Le lendemain matin, nous nous mîmes en route pour la ville-château dès les premières lueurs de l'aube. Aujourd'hui est le vingt-septième jour de la Lune rouge.
C'est le jour de la troisième « Rencontre du vent gracieux », une cérémonie du thé d'une ampleur comparable à un banquet. La première avait eu lieu le mois violet de l'an dernier, la deuxième le mois dernier, ce qui en fait une tenue plus précoce que prévu.
« Puisque le prince Dakarmas et les siens nous l'ont réclamé, on n'a pas le choix. Les gens de haute charge sont encore débordés par les suites du tumulte, alors faisons de notre mieux pour leur offrir un peu de joie. »
Quand je lui eus transmis cela, Tour=Din sourit doucement et acquiesça.
« Oui. »
Pour Tour=Din, rien n'est plus réjouissant que de pouvoir servir des friandises à Odifia et Pirivishuro. De mon côté, ayant noué des liens tout aussi profonds avec ces deux personnes, ma joie n'en était pas moindre.
L'équipe de cuisine du jour est une unité mixte centrée sur la lignée légitime des chefs de clan : moi, Tour=Din, Sufira=Zaza, les femmes de la famille Riddo, Rimi=Ruu, Lara=Ruu et Yamil=Rei. Puisque de toute façon un grand banquet d'adieu sera organisé d'ici peu, je comptais laisser Yun=Sudra et les autres y faire montre de leur talent.
Les chasseurs assignés à la protection feront office d'accompagnateurs sur place : , Zei=Din, Georu=Zaza, Rem=Domu, Rudo=Ruu, Gazlan=Rutim et Rau=Rei. Le fait que Gazlan=Rutim y figure à nouveau s'explique par la présence de personnalités influentes de l'Est et du Sud.
« Du coup, c'est plutôt Jiza-frère qui aurait dû être choisi, mais bon, vu que Gazlan=Rutim est là, ils ont dû juger que c'était suffisant. »
Rudo=Ruu disait cela d'un air qui n'était pas déplaisant.
D'ailleurs, le trouble touchant la famille royale de l'Est s'étant apaisé, et Gazlan=Rutim étant celui qui a tissé des liens profonds avec le prince Pwadino, ce fut sans doute le facteur décisif. Et peut-être qu'on avait aussi en vue le banquet d'adieu qui viendra immanquablement.
Quoi qu'il en soit, nous étions quatorze à nous diriger vers la ville-château, et — fait notable — Jilbe et Sati étaient à nouveau invités.

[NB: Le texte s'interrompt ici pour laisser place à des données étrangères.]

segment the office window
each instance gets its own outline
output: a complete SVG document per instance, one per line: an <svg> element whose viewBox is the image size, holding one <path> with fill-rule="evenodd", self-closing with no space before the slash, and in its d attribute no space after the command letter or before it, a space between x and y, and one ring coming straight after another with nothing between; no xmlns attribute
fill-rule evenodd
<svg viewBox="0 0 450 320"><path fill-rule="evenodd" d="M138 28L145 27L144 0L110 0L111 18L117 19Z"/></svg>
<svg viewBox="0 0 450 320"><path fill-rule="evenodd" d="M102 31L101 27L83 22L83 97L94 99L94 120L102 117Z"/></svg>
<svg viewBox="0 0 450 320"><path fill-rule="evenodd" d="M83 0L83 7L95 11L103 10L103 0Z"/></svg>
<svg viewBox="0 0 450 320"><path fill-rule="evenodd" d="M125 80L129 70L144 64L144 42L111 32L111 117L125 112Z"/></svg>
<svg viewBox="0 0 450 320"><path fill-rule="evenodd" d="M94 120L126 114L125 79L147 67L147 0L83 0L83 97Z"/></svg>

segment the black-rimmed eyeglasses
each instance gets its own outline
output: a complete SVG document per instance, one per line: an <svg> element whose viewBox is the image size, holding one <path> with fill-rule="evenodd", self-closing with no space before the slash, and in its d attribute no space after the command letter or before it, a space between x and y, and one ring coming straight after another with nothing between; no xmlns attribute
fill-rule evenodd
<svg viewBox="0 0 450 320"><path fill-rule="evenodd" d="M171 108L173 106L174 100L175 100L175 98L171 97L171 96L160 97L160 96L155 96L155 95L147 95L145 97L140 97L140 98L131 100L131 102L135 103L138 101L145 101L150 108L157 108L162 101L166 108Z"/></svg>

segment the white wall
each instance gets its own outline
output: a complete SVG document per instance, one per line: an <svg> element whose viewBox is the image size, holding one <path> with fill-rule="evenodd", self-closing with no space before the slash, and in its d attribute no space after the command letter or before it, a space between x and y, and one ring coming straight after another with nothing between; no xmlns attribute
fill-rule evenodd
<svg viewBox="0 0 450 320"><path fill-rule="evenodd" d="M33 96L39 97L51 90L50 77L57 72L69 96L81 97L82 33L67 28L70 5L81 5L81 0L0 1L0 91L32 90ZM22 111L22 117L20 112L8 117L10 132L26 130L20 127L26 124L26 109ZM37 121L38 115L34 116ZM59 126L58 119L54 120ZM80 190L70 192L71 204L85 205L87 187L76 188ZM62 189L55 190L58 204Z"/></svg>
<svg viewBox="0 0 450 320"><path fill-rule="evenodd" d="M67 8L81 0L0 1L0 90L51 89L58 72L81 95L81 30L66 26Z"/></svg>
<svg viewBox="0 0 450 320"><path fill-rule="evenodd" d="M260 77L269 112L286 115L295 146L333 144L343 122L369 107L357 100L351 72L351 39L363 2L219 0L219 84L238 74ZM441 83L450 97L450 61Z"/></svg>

La raison est la même que pour le banquet de la veille. L'idée de convier un être hors du commun à une fête semble chatouiller le cœur des nobles, car Jilbe est devenu une véritable coqueluche.

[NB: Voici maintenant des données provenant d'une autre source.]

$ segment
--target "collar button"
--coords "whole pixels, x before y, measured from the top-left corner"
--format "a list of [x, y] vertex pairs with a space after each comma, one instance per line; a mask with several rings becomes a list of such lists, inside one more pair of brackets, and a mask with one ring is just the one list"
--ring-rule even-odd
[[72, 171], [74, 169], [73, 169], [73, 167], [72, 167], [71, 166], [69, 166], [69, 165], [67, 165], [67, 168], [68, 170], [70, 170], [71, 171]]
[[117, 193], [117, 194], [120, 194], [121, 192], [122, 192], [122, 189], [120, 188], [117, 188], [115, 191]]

Sati, chargée de l'accompagner, a l'air de s'ennuyer ferme, tandis que Jilbe brille de tous ses yeux. À la base, Jilbe est déjà ravi rien qu'à l'idée de sortir. Les Brave restés sur place observent son départ avec une joie non feinte, seul le chat blanc Rapi affichant une mine un peu triste.
C'est ainsi que, retrouvés au village des Ruu, nous prîmes la route de la ville-château sur trois chars. Le temps était encore typique de la saison des pluies, mais comme la veille, tous arboraient des visages éclatants.

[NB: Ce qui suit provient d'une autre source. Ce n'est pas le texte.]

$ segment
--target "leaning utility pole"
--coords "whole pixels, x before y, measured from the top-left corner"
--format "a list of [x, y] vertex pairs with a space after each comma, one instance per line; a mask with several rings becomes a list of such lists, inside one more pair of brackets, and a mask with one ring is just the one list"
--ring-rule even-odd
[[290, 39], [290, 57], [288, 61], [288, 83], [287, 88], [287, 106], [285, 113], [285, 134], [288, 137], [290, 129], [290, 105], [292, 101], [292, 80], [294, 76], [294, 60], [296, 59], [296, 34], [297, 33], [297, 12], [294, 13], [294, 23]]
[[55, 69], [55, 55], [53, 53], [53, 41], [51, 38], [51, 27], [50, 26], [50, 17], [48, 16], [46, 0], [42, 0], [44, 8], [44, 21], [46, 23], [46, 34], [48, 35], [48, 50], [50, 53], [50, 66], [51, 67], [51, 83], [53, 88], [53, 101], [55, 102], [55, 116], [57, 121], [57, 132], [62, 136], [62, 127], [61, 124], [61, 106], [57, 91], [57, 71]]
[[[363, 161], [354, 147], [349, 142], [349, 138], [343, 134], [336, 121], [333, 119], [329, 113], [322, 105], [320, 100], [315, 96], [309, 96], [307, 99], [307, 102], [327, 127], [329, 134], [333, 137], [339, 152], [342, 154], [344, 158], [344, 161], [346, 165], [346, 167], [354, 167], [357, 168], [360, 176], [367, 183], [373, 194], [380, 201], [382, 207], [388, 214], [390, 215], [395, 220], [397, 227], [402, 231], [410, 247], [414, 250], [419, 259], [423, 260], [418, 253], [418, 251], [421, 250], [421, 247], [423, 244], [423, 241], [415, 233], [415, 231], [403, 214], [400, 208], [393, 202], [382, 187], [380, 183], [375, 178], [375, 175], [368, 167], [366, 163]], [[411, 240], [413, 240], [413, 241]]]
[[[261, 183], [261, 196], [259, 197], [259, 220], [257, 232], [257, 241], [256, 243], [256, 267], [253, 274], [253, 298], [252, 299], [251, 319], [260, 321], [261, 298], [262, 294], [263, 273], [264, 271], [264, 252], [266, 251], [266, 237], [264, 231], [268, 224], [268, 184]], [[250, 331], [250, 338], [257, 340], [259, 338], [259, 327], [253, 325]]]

« À la ville-relais aussi, l'opposition entre les gens du Sud et ceux de l'Est semble s'être complètement dissipée. C'est le meilleur des dénouements, sans qu'aucun incident bizarre n'ait éclaté. »
Gazlan=Rutim, qui partageait notre char, parlait ainsi. Il a dû avoir l'occasion d'entendre ce genre de propos de la part de Zwai=Rutim ou des femmes des familles cadettes qui participent au commerce de rue.
« Oui. Tant que la proclamation officielle de la résolution totale de l'affaire n'avait pas circulé, une atmosphère un peu trouble persistait. Sur notre stand, nous séparions même les places entre clients du Sud et de l'Est… Mais depuis que le vrai but des brigands a été révélé, l'état d'esprit des gens du Sud a changé. »
« Le vrai but des brigands ? De quel aspect parlez-vous ? »
« Eh bien… D'abord, les brigands cherchaient à faire porter un crime sans fondement au prince Pwadino. Leur véritable objectif était de lui faire répandre de mauvaises rumeurs sur le second prince… Mais pour ça, ils devaient d'abord lui coller ce faux crime. »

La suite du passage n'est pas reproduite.